Piden que la Iglesia, en el campo de la moral sexual, reconozca en teoría lo que el pueblo de Dios viene haciendo en la práctica desde hace muchos años: el control de la natalidad, por ejemplo.
No cuestionan dogmas, luchan por «una Iglesia sin poder ni privilegios, al servicio de los más pobres, esperanza de los desvalidos, con entrañas de misericordia. Una Iglesia libre, que viva, luche y sufra con el pueblo».

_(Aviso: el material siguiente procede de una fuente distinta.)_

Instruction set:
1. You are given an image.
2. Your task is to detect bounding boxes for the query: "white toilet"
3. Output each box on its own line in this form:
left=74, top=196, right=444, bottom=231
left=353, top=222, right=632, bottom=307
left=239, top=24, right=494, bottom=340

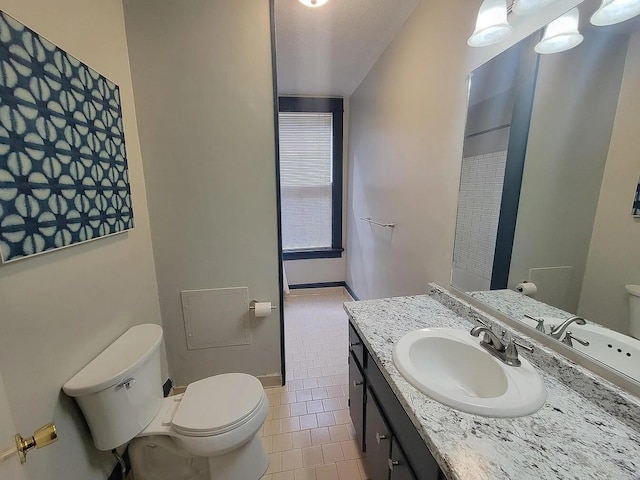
left=62, top=324, right=269, bottom=480
left=625, top=285, right=640, bottom=340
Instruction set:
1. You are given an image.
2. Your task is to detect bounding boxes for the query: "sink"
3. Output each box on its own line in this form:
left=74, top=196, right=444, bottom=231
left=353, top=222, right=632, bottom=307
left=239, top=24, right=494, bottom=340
left=393, top=328, right=547, bottom=418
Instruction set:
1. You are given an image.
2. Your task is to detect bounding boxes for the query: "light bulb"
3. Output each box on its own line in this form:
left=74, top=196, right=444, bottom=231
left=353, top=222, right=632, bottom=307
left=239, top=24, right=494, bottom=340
left=535, top=8, right=584, bottom=54
left=591, top=0, right=640, bottom=27
left=467, top=0, right=511, bottom=47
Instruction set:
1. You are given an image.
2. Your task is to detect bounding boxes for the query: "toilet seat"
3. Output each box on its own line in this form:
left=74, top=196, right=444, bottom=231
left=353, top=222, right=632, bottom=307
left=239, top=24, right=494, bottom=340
left=134, top=373, right=269, bottom=457
left=171, top=373, right=264, bottom=437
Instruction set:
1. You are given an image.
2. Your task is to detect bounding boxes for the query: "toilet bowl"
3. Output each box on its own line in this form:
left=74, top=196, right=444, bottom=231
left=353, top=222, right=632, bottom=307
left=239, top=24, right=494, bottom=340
left=625, top=285, right=640, bottom=340
left=63, top=325, right=269, bottom=480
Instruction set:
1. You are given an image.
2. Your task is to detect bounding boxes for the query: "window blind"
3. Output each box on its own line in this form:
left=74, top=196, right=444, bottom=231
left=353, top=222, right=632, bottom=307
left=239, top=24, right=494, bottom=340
left=278, top=112, right=333, bottom=251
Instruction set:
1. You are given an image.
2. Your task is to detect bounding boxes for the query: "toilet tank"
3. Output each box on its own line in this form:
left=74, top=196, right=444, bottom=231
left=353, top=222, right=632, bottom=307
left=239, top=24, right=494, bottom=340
left=62, top=324, right=163, bottom=450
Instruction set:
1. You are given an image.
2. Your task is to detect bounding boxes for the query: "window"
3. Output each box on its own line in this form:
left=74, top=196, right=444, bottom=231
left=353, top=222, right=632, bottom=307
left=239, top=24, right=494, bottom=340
left=278, top=97, right=343, bottom=260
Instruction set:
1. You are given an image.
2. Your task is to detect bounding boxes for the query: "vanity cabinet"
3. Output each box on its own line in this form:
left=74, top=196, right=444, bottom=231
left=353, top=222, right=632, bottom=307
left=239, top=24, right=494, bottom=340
left=349, top=324, right=446, bottom=480
left=349, top=352, right=365, bottom=449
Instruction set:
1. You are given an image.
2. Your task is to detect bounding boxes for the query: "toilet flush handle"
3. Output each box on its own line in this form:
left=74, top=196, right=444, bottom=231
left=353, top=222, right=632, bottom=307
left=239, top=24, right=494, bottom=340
left=116, top=377, right=136, bottom=391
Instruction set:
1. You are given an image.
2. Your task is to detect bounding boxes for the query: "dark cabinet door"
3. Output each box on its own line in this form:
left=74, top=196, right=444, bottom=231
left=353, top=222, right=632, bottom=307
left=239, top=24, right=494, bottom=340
left=349, top=355, right=365, bottom=451
left=364, top=392, right=391, bottom=480
left=389, top=438, right=418, bottom=480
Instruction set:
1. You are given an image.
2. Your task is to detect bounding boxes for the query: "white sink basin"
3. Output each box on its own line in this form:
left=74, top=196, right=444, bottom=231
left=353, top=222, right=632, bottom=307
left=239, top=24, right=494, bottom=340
left=393, top=328, right=547, bottom=417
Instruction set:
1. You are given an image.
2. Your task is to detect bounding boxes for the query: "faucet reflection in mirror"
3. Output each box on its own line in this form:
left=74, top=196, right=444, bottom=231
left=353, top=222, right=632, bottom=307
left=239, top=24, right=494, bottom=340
left=452, top=0, right=640, bottom=383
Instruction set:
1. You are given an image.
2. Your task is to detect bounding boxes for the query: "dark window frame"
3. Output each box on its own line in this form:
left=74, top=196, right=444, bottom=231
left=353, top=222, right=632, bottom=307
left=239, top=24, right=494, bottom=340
left=278, top=97, right=344, bottom=260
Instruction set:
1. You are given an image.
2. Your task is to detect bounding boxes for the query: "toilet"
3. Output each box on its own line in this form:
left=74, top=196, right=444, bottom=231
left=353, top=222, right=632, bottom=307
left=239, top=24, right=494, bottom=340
left=62, top=324, right=269, bottom=480
left=625, top=285, right=640, bottom=340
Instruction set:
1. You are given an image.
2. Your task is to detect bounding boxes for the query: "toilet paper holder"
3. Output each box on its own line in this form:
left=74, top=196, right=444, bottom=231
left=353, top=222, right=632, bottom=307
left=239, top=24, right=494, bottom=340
left=249, top=300, right=278, bottom=310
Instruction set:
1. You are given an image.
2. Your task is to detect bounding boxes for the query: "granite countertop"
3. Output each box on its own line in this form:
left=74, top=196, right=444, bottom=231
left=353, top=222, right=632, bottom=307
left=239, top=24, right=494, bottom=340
left=345, top=288, right=640, bottom=480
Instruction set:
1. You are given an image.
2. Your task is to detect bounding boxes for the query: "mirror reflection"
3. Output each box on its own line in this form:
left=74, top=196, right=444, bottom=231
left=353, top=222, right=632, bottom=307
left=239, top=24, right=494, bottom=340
left=452, top=1, right=640, bottom=381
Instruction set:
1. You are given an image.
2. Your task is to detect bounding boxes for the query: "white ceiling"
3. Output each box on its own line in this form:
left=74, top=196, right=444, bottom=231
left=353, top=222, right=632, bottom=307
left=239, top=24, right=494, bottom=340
left=275, top=0, right=420, bottom=97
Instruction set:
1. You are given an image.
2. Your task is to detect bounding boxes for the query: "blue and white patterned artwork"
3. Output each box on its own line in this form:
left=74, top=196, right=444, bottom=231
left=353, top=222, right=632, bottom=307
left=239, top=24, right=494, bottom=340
left=0, top=12, right=133, bottom=262
left=633, top=179, right=640, bottom=217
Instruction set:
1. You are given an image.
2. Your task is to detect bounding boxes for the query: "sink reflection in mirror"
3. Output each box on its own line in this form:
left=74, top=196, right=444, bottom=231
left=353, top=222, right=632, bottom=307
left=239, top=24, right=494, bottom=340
left=393, top=328, right=547, bottom=418
left=451, top=0, right=640, bottom=388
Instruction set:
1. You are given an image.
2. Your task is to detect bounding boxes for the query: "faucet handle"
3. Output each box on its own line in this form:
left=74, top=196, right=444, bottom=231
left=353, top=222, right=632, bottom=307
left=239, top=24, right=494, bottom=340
left=524, top=313, right=544, bottom=333
left=562, top=332, right=589, bottom=347
left=511, top=339, right=535, bottom=353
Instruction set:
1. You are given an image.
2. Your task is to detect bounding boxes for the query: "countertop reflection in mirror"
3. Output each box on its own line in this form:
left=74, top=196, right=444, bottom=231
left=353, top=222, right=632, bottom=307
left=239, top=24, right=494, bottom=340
left=451, top=0, right=640, bottom=382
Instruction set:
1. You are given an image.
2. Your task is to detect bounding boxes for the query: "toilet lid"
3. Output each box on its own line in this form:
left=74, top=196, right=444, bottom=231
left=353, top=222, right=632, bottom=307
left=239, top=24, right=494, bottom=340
left=171, top=373, right=264, bottom=436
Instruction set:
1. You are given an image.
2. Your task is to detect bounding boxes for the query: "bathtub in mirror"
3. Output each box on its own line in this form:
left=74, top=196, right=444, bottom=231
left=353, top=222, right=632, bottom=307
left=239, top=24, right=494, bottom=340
left=451, top=0, right=640, bottom=382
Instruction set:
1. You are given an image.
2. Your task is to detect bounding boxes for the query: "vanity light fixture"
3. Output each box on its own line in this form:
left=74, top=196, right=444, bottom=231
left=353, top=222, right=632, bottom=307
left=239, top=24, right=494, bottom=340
left=467, top=0, right=511, bottom=47
left=591, top=0, right=640, bottom=27
left=511, top=0, right=553, bottom=16
left=299, top=0, right=329, bottom=8
left=535, top=7, right=584, bottom=54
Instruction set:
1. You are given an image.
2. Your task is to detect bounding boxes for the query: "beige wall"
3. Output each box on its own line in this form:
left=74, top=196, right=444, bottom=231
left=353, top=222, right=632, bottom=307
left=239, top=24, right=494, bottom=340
left=124, top=0, right=280, bottom=384
left=346, top=0, right=579, bottom=298
left=578, top=33, right=640, bottom=333
left=346, top=0, right=475, bottom=299
left=0, top=0, right=160, bottom=480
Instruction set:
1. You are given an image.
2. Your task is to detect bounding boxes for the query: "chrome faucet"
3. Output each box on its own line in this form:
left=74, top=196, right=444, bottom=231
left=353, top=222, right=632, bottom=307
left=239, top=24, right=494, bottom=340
left=469, top=326, right=533, bottom=367
left=549, top=316, right=587, bottom=340
left=562, top=331, right=589, bottom=347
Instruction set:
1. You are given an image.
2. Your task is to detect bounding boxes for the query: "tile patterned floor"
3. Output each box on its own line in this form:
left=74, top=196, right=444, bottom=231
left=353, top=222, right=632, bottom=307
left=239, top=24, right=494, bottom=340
left=262, top=293, right=367, bottom=480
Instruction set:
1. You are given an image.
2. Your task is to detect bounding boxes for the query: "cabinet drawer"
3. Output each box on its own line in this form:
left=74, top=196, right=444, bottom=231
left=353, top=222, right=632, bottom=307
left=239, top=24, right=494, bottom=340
left=349, top=355, right=366, bottom=452
left=366, top=359, right=442, bottom=480
left=389, top=438, right=418, bottom=480
left=349, top=323, right=367, bottom=368
left=363, top=391, right=391, bottom=480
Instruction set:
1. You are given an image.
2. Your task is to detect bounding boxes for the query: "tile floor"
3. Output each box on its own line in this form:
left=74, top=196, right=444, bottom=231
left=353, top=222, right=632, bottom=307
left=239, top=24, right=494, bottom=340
left=262, top=292, right=367, bottom=480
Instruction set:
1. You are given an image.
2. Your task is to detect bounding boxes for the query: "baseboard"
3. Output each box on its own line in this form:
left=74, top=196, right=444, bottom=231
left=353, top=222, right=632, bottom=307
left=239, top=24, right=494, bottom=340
left=344, top=282, right=360, bottom=302
left=258, top=373, right=282, bottom=388
left=289, top=282, right=345, bottom=290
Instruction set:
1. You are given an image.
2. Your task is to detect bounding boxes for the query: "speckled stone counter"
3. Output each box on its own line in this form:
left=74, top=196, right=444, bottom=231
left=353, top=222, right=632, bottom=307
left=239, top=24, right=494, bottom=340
left=468, top=290, right=573, bottom=319
left=345, top=287, right=640, bottom=480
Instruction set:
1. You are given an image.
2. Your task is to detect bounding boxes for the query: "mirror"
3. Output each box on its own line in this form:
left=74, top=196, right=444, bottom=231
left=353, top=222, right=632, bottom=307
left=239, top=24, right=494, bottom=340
left=451, top=0, right=640, bottom=382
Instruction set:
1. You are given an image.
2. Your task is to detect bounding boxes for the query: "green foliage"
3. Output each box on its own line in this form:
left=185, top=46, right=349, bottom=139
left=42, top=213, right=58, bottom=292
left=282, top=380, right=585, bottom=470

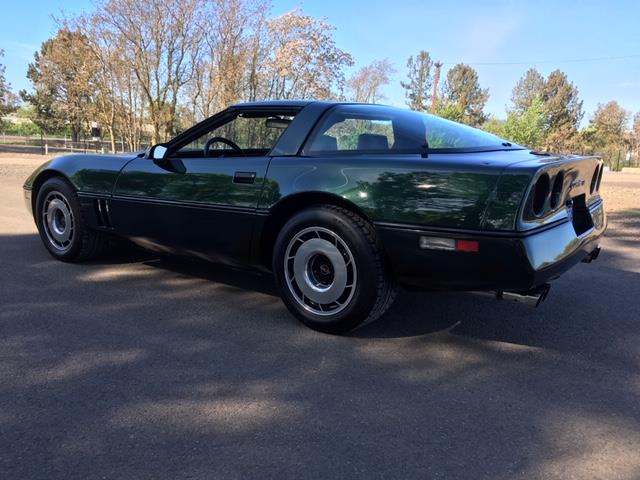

Y para defender su visión eclesial (la aprobada por la Iglesia en el Vaticano II), las monjas estadounidenses ofrecen vida entregada, pasión por el Evangelio, misericordia y diálogo serio, profundo y honesto con la jerarquía. No son exaltadas. Ni radicales. Son monjas que aman a Dios y a la Iglesia. Y luchan para que su forma de ser Iglesia tenga carta de naturaleza en la institución.
Y lo reivindican: «En la vida civil, la mujeres lucharon y, al fin, consiguieron sus derechos, hoy reconocidos. ¡Qué pena que en la Iglesia de Jesús todavía no se nos reconozcan! Nuestra discriminación hace tanto daño… Algún día, no muy lejano, los jerarcas de nuestra Iglesia tendrán que pedir perdón por ello».